La robotique douce centrée sur l’humain renverse le scénario de “The Terminator”
Comparaison entre les muscles biologiques et les muscles artificiels intelligents, mettant en évidence la dynamique multimode, la reprogrammabilité et le retour sensoriel intégré. Crédit: Horizons Matériaux (2025). DOI : 10.1039/d5mh00236b
La culture pop a souvent décrit les robots comme froids, métalliques et menaçants, construits pour la domination et non pour la compassion. Mais chez Georgia Tech, l’avenir de la robotique est plus doux, plus intelligent et conçu pour aider.
“Quand les gens pensent aux robots, ils imaginent généralement quelque chose comme The Terminator ou RoboCop : gros, rigide et fait de métal”, a déclaré Hong Yeo, médecin généraliste “Bud” Peterson et professeur Valerie H. Peterson à l’école de génie mécanique George W. Woodruff. “Mais ce que nous développons est le contraire. Ces muscles artificiels sont mous, flexibles et réactifs, ressemblant davantage à des tissus humains qu’à des machines.”
La dernière étude de Yeo, publiée dans Horizons Matériauxexplore les muscles alimentés par l’IA, fabriqués à partir de matériaux réalistes associés à des systèmes de contrôle intelligents. La technologie apprend du corps et s’adapte en temps réel, créant un mouvement suffisamment naturel, réactif et sûr pour favoriser la récupération.
Des muscles qui pensent, des matériaux qui ressentent
La robotique traditionnelle repose sur l’acier, les fils et les moteurs, mais capture rarement les nuances du mouvement humain. Les recherches de Yeo adoptent une approche différente. Il utilise des fibres structurées hiérarchiquement, qui sont des matériaux flexibles construits en couches, un peu comme les muscles et les tendons. Ils peuvent ressentir, s’adapter et même « se souvenir » de la façon dont ils ont bougé auparavant.

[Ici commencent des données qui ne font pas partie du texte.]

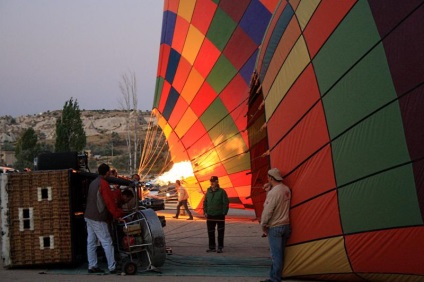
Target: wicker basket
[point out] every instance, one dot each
(39, 220)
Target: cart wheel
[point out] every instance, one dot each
(130, 268)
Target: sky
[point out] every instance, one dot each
(55, 50)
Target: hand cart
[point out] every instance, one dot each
(140, 241)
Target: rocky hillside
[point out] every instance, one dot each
(101, 122)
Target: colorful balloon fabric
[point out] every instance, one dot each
(336, 102)
(207, 56)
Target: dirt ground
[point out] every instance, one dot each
(185, 239)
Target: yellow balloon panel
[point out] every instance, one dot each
(296, 62)
(188, 119)
(192, 85)
(305, 11)
(318, 257)
(185, 9)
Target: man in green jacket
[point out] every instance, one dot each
(215, 207)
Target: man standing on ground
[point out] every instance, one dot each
(100, 206)
(182, 200)
(275, 222)
(215, 207)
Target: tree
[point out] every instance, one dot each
(70, 134)
(26, 149)
(128, 87)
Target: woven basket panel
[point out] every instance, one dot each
(49, 218)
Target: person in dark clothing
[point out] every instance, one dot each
(215, 207)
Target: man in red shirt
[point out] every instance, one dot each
(101, 206)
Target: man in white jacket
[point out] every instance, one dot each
(275, 222)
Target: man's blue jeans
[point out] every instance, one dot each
(277, 238)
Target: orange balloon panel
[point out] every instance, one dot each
(315, 219)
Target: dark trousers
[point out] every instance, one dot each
(212, 222)
(183, 203)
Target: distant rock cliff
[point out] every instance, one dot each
(97, 122)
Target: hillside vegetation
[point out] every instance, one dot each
(106, 132)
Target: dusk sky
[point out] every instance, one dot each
(52, 50)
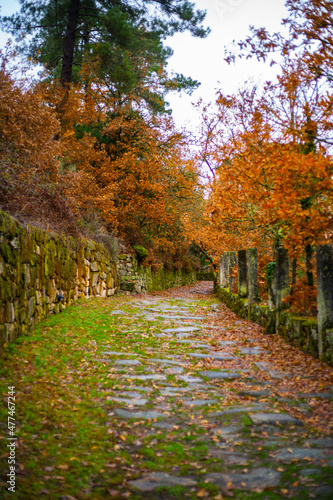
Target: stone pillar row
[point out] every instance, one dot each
(278, 280)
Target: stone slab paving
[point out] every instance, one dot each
(198, 428)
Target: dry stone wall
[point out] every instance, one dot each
(134, 277)
(42, 273)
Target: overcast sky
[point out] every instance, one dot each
(203, 59)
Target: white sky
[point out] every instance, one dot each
(202, 59)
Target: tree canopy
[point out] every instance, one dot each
(121, 39)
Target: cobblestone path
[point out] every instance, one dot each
(208, 416)
(166, 396)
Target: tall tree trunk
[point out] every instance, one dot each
(68, 57)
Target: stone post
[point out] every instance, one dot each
(282, 275)
(232, 264)
(242, 273)
(324, 292)
(253, 290)
(221, 271)
(225, 270)
(282, 280)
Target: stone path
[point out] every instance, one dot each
(205, 417)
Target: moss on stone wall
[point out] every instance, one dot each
(37, 267)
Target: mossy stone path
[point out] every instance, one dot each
(163, 406)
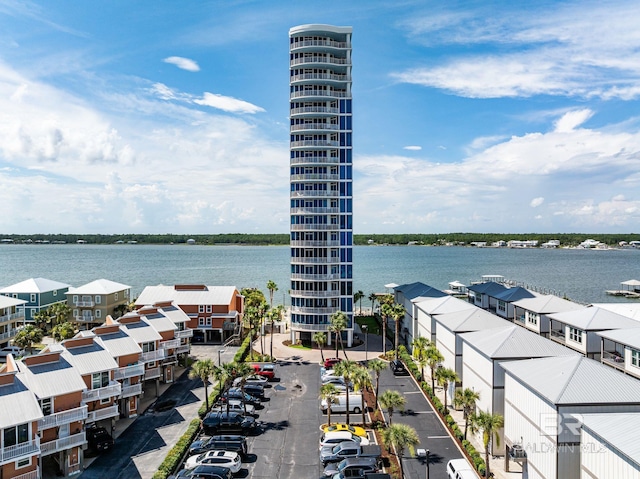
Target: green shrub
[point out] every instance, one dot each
(177, 452)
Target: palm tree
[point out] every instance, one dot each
(377, 367)
(446, 376)
(401, 436)
(434, 358)
(329, 393)
(361, 381)
(346, 369)
(203, 369)
(391, 401)
(357, 296)
(338, 324)
(466, 399)
(320, 339)
(397, 313)
(489, 425)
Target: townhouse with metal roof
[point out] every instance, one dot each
(609, 442)
(91, 303)
(450, 326)
(484, 294)
(505, 300)
(21, 413)
(59, 389)
(544, 399)
(215, 312)
(39, 294)
(484, 352)
(11, 317)
(620, 349)
(427, 309)
(533, 313)
(579, 329)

Yeo entraîne des algorithmes d’apprentissage automatique pour ajuster ces matériaux souples en temps réel avec la bonne quantité de force ou de flexibilité pour chaque tâche.
“Ces muscles ne répondent pas seulement aux commandes”, a déclaré Yeo. “Ils apprennent de l’expérience. Ils peuvent s’adapter et s’autocorriger, ce qui rend les mouvements plus fluides et plus naturels.”
Le résultat de cette recherche est profondément humain. Pour une personne qui se remet d’un accident vasculaire cérébral ou d’une perte d’un membre, chaque mouvement délibéré ne reconstruit pas seulement la force, il redonne confiance, indépendance et estime de soi.
Un gant qui redonne la liberté
L’une des premières applications réelles est un gant prothétique alimenté par des muscles artificiels (publié dans ACS Nano), un appareil qui se comporte plus comme un coup de main que comme un outil mécanique. Les prothèses traditionnelles reposent sur des moteurs rigides et des mouvements prédéfinis, mais la conception de Yeo reflète les échanges naturels des vrais muscles.
À l’intérieur du gant, de fines couches de fibres extensibles et de capteurs se contractent, se tordent et se plient en synchronisation avec l’intention du porteur. Le gant peut affiner la force de préhension, réduire les tremblements et répondre instantanément aux mouvements de l’utilisateur, ramenant ainsi la dextérité au quotidien.
Ce type de précision est particulièrement important dans les plus petites tâches : fermer un bouton, soulever un verre, tenir la main d’un enfant.
“Ce ne sont pas seulement des mouvements”, a déclaré Yeo. “Ce sont des libertés.”
Pour Yeo, l’idée de restaurer la liberté par le mouvement a guidé ses recherches dès le début.
Une mission enracinée dans la perte
Le travail de Yeo est profondément personnel. Son parcours vers le génie biomédical a commencé par une perte : la mort soudaine de son père alors que Yeo était encore à l’université. Ce moment a remodelé son sens du but, réorientant son attention des machines qui bougent vers les technologies qui guérissent.
“Au départ, je pensais à concevoir des voitures”, a-t-il déclaré. “Mais après la mort de mon père, je me suis en quelque sorte réveillé. Peut-être que je pourrais faire quelque chose qui aiderait à sauver la vie de quelqu’un.”
Cet objectif continue de guider le travail de son laboratoire aujourd’hui, en créant des technologies qui aident les gens à récupérer ce qu’ils ont perdu.
Cependant, pour réaliser cette vision, il faut relever certains des défis les plus difficiles de l’ingénierie.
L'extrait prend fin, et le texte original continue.